Providing watering facilities for the carriage horses on the Princes’ Islands near Istanbul, as water is in short supply on these islands. Disused wells were rehabilitated and given over to the use of carriage drivers.
Providing shaded rest areas for donkeys used to carry the visitors round the islands.
Arranging training sessions for the islands’ carriage drivers to educate them to look after their animals properly and keep them healthy. This has been conducted with the participation of animal welfare specialists from the British based equine charity Brooke Hospital.

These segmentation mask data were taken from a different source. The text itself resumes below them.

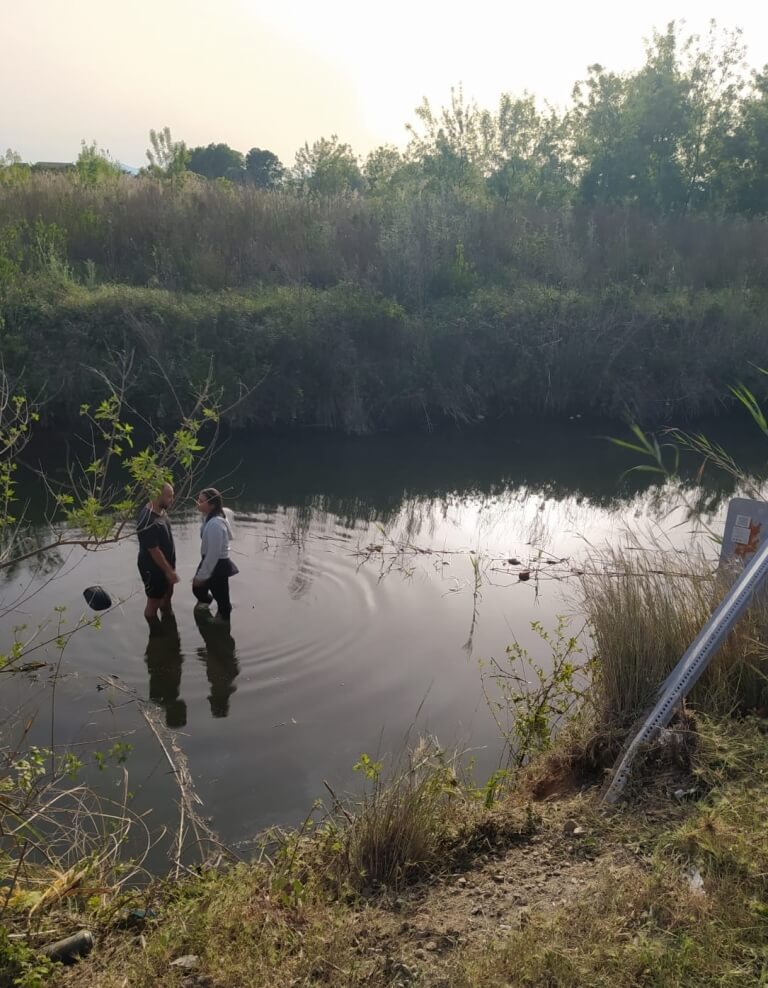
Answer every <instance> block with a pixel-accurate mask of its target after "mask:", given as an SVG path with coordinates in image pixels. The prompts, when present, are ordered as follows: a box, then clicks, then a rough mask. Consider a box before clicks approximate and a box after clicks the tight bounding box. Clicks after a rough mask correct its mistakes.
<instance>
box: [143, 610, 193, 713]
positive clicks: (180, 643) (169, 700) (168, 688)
mask: <svg viewBox="0 0 768 988" xmlns="http://www.w3.org/2000/svg"><path fill="white" fill-rule="evenodd" d="M144 658H145V660H146V663H147V670H148V671H149V698H150V700H152V701H153V702H154V703H157V704H158V705H159V706H161V707H162V708H163V710H165V723H166V724H167V725H168V727H184V725H185V724H186V723H187V705H186V703H185V702H184V701H183V700H182V699H181V697H180V696H179V691H180V688H181V666H182V663H183V662H184V657H183V656H182V654H181V637H180V635H179V629H178V627H177V625H176V618H175V617H174V616H173V615H172V614H166V615H165V616H164V617H163V619H162V620H161V621H156V622H153V623H152V624H151V625H150V628H149V641H148V642H147V651H146V654H145V656H144Z"/></svg>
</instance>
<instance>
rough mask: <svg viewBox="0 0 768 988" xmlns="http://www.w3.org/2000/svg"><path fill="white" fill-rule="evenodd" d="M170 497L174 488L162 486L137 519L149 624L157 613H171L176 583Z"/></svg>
mask: <svg viewBox="0 0 768 988" xmlns="http://www.w3.org/2000/svg"><path fill="white" fill-rule="evenodd" d="M173 496H174V495H173V487H172V486H171V485H170V484H168V483H165V484H163V486H162V488H161V489H160V492H159V494H157V495H156V496H155V497H154V498H153V499H152V500H151V501H148V502H147V504H145V505H144V507H143V508H142V509H141V511H140V512H139V515H138V518H137V519H136V534H137V535H138V537H139V558H138V566H139V573H140V575H141V579H142V582H143V583H144V591H145V593H146V595H147V604H146V607H145V608H144V617H145V618H146V619H147V621H149V623H150V624H153V623H155V622H156V621H157V620H158V615H157V612H158V610H159V611H161V613H163V614H171V613H172V609H171V597H172V596H173V587H174V584H176V583H178V582H179V577H178V575H177V573H176V548H175V546H174V544H173V532H172V531H171V522H170V520H169V518H168V510H169V509H170V508H171V506H172V505H173Z"/></svg>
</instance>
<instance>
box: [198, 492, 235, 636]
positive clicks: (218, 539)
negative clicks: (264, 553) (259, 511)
mask: <svg viewBox="0 0 768 988" xmlns="http://www.w3.org/2000/svg"><path fill="white" fill-rule="evenodd" d="M195 503H196V505H197V510H198V511H199V512H200V514H201V515H203V523H202V525H201V527H200V538H201V544H200V552H201V556H202V559H201V560H200V565H199V566H198V567H197V572H196V573H195V578H194V579H193V580H192V592H193V593H194V595H195V597H197V604H196V605H195V607H196V608H200V609H202V608H206V607H208V606H209V605H210V604H211V602H212V601H214V600H215V601H216V604H217V605H218V614H217V617H218V618H219V620H222V621H229V616H230V614H231V613H232V604H231V603H230V600H229V578H230V576H234V575H235V573H237V572H238V569H237V566H235V564H234V563H233V562H232V560H231V559H230V558H229V543H230V541H231V539H232V528H231V527H230V524H229V521H228V520H227V516H226V515H225V513H224V505H223V502H222V497H221V494H220V493H219V491H217V490H216V488H215V487H206V488H205V489H204V490H202V491H200V493H199V494H198V495H197V501H196V502H195Z"/></svg>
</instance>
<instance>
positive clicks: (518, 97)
mask: <svg viewBox="0 0 768 988" xmlns="http://www.w3.org/2000/svg"><path fill="white" fill-rule="evenodd" d="M495 131H496V132H495V140H494V146H493V149H492V162H493V172H492V173H491V175H490V176H489V178H488V186H489V188H490V189H491V191H492V192H493V193H495V194H496V195H498V196H499V197H500V198H502V199H504V200H505V201H523V202H536V203H538V204H540V205H543V206H550V207H558V206H563V205H565V204H566V203H567V202H568V201H569V200H570V198H571V196H572V193H573V184H572V171H573V168H572V164H571V159H570V156H569V153H568V151H569V149H568V144H567V132H566V127H565V124H564V121H563V120H562V119H561V118H560V117H559V116H558V114H557V113H556V112H555V111H554V110H552V109H551V108H548V109H547V111H546V113H544V114H541V113H539V112H538V110H537V109H536V103H535V100H534V98H533V96H531V95H530V94H528V93H524V94H523V96H521V97H518V98H515V97H513V96H511V95H510V94H508V93H505V94H503V95H502V97H501V100H500V102H499V109H498V113H497V115H496V119H495Z"/></svg>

Our rescue work in the rubbish dumps of Kemerburgaz in Istanbul – the rubbish dumps were scheduled to close down, and THKD embarked on a series of rescue operations of the puppies and adult dogs that had made the area their homes. The dogs we collected from there during 1998 and 1999 were first treated and rehabilitated in our clinics and then rehomed. And from 2000 onwards those that could not be rehomed were taken to our shelter in Karacabey. In 1999 the number of dogs we rescued from the rubbish dumps was over 90.
Supplying food and providing treatment on a day to day basis in the aftermath of the 1999 earthquake for injured animals, both farm animals and stray animals and pets which had lost their owners and had become homeless. We also provided basic health care and food and clothing to people whose homes were destroyed in the earthquake.
THKD’s work on the Donkey Island in the Aegean Sea – this small island where there were donkeys was uninhabited, and we received reports that there were concerns about their well-being. As there were no means of transport we hired a boat and sent a team of THKD veterinary surgeons to the island. They were satisfied that the animals were in good health and that there were sufficient resources of food and water on the island. However, it was noted that their numbers would increase over the years.
Free neutering campaigns for dogs and cats regardless of whether they are strays or pets with costs paid by THKD.
Providing a life-long shelter for disabled animals which could not otherwise survive. We achieved this by building our shelter in Karacabey in Bursa province.